X_train, X_valid, y_train, y_valid = train_test_split(X, y, test_size=0.4, random_state=79) scaler = MinMaxScaler() scaler.fit(X_train) Xs_train = scaler.transform(X_train) Xs_valid = scaler.transform(X_valid)
Converting to PyTorch Tensors
The data is then converted to PyTorch tensors to be compatible with PyTorch models.
Xs_train = torch.tensor(Xs_train, dtype=torch.float32) Xs_valid = torch.tensor(Xs_valid, dtype=torch.float32) y_train = torch.tensor(y_train, dtype=torch.float32).reshape(-1, 1) y_valid = torch.tensor(y_valid, dtype=torch.float32).reshape(-1, 1)
Defining the Model
A neural network model is defined using PyTorch's Sequential API.
user_model = nn.Sequential( nn.Linear(8, 512), nn.ReLU(), nn.Linear(512, 256), nn.ReLU(), nn.Linear(256, 1), nn.Sigmoid() )
Training the Model
The model is trained using the Adam optimizer and Binary Cross Entropy loss function. The training is carried out for 100 epochs with a batch size of 100.
# Train: # Storage of losses: arr_losses_train = [] arr_losses_valid = [] # Loop: for epoch in range(n_epochs): for i in range(0, len(X), batch_size): # Training: Xs_train_batch = Xs_train[i:i+batch_size] y_train_batch_pred = user_model(Xs_train_batch) y_train_batch = y_train[i:i+batch_size] # Compare loss: loss = loss_fn(y_train_batch_pred, y_train_batch) # Get gradients: optimizer.zero_grad() # Loss and optimization: loss.backward() optimizer.step() # Get loss for validation: y_train_pred = user_model(Xs_train) y_valid_pred = user_model(Xs_valid) loss_train = loss_fn(y_train_pred, y_train) loss_valid = loss_fn(y_valid_pred, y_valid) # Store: arr_losses_train.append(loss_train.item()) arr_losses_valid.append(loss_valid.item()) # Print epoch info: if epoch%10 == 0: print(f'Epoch {epoch}: Train loss: {loss_train}. Valid loss: {loss_valid}')
After training, the model's performance is plotted to show the evolution of training and validation losses.
plt.plot(arr_losses_train, label='Training Loss') plt.plot(arr_losses_valid, label='Validation Loss') plt.xlabel("Epochs") plt.ylabel("Loss") plt.title('Evolution of the Loss') plt.legend()
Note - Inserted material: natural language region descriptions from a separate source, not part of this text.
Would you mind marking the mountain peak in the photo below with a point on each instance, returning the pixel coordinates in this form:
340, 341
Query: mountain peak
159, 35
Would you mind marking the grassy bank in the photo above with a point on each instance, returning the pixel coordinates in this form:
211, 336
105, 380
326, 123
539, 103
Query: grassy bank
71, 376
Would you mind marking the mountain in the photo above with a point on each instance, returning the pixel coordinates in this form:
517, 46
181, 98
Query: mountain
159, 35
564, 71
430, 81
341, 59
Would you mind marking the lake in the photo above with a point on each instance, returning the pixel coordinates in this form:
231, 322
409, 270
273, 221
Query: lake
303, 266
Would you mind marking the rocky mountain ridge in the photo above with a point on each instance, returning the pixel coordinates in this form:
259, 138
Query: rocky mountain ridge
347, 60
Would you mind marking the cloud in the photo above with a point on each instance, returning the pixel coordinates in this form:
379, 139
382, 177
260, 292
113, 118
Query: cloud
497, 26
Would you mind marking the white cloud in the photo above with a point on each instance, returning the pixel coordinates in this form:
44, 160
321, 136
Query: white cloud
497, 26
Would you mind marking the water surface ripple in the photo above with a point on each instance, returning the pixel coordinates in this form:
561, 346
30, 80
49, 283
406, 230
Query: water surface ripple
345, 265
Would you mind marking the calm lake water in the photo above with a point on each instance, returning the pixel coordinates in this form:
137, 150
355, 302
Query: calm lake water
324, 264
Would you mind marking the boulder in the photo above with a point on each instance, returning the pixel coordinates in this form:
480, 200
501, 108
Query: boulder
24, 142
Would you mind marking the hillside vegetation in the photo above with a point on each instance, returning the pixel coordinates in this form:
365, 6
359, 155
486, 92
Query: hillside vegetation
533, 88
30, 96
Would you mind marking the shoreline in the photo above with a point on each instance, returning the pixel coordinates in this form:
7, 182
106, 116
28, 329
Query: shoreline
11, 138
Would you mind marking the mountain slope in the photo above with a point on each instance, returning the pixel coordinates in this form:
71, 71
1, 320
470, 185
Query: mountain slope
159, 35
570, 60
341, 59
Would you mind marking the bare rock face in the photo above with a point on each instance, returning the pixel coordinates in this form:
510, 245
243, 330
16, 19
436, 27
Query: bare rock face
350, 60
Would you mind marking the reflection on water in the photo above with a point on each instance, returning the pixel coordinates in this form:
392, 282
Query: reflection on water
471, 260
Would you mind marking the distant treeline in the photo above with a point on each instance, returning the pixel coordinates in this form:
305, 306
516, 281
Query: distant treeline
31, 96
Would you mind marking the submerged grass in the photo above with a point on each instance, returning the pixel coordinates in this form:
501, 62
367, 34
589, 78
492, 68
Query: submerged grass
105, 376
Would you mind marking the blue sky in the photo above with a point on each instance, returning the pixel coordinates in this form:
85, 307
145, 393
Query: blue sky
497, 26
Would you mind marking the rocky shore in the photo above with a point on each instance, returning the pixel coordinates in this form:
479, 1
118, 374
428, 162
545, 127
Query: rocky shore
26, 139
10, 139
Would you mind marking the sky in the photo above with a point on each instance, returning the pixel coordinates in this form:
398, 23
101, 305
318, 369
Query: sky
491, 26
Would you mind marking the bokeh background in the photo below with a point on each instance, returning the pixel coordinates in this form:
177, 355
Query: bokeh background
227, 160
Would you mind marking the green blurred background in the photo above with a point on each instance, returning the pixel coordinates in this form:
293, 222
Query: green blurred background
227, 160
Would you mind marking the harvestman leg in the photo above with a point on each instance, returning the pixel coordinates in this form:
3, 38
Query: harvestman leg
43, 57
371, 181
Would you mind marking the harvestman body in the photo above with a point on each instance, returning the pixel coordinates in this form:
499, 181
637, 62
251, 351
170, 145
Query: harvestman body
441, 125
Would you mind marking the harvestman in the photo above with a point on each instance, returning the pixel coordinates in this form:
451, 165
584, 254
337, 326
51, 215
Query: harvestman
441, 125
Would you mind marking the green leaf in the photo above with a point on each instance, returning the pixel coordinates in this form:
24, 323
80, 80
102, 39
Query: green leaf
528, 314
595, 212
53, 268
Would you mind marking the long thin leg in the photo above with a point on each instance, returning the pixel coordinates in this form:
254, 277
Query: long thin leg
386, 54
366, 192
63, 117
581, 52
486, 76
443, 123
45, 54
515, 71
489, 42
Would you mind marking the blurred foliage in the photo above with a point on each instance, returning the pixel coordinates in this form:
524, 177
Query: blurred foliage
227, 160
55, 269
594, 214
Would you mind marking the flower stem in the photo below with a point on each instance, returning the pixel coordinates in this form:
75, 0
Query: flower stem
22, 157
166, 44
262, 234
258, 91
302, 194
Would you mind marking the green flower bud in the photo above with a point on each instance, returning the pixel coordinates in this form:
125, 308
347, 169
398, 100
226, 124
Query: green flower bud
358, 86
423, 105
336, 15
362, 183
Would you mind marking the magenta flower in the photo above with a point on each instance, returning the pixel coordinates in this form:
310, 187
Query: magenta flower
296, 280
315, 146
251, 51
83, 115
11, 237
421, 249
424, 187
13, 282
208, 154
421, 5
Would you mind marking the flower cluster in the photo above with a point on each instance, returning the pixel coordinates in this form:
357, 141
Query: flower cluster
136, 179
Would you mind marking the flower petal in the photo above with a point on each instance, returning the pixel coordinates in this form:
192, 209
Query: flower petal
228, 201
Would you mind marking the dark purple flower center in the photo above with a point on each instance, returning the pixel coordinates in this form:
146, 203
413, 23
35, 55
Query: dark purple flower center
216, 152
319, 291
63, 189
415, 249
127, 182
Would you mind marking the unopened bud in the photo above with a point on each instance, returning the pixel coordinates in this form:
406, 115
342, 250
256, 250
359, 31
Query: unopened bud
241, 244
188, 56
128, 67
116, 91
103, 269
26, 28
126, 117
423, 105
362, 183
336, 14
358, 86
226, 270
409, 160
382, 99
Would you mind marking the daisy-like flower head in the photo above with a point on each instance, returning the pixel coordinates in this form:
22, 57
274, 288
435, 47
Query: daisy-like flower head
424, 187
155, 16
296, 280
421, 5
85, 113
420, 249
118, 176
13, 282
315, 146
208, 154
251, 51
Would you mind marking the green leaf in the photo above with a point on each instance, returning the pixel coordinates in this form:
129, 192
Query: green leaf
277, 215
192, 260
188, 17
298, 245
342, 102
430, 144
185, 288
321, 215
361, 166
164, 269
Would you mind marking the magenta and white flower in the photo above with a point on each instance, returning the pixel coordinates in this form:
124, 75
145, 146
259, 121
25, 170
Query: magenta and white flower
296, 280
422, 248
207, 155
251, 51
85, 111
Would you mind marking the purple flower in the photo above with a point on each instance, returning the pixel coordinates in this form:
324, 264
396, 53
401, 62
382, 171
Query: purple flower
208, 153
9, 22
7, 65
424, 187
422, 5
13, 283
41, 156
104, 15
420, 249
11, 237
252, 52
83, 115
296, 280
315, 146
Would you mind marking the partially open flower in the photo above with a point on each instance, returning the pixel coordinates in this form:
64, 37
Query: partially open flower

The model's accuracy is also calculated.
# Compute accuracy (no_grad is optional) with torch.no_grad(): y_train_pred = user_model(Xs_train) y_valid_pred = user_model(Xs_valid) accuracy_train = (y_train_pred.round() == y_train).float().mean() accuracy_valid = (y_valid_pred.round() == y_valid).float().mean() print(f"Train Accuracy {accuracy_train}") print(f"Valid Accuracy {accuracy_valid}")
Finally, the trained model is saved.
torch.save(user_model, 'user_model.pt')
3. Signing Up for Rezon
Creating an Account
Visit Rezon and sign up if you haven't already. Upon signing up, you'll receive an API key. Take note of this as we'll use it in one of the next steps.
4. Installing Rezon CLI
Documentation
Refer to the installation documentation at Rezon Docs.
Installation
Run the commands specified in the documentation to install the CLI.
5. Deploying Your Model
Initialization
- Create a new folder for your project and move the trained model to a desired folder.
- Open a terminal and navigate to the newly created directory.
- Run
rezon init
to generate a config file.
Configuration
- Add the API key from the Rezon dashboard into your config file.
- Specify the model framework (in our case, PyTorch).
- Provide the absolute path to the trained model.
- Define names for your input data variables, like "Number of times pregnant," "BMI," etc.
Deployment
Run rezon deploy
from the CLI, specify a model name, and the model will be uploaded and dockerized on Rezon servers.
6. Running Predictions
Sample Input
You can send normalized input to your model through the CLI by using rezon run
. For example:
rezon run [0.8, 0.983, 0.890, 0.353, 0.000, 0.900, 0.734, 0.883]
Web App Interface
Alternatively, you can use the Rezon web app to run predictions and view explanations. The platform shows you the input-output contributions, helping you understand the factors affecting the predictions and detect bias.
Conclusion
With Rezon, the transition from developing your model to deploying it is seamless and comes with real-time explainability, auto-scaling, and observability features.
Thank you for following along, and have fun deploying your machine learning models with Rezon!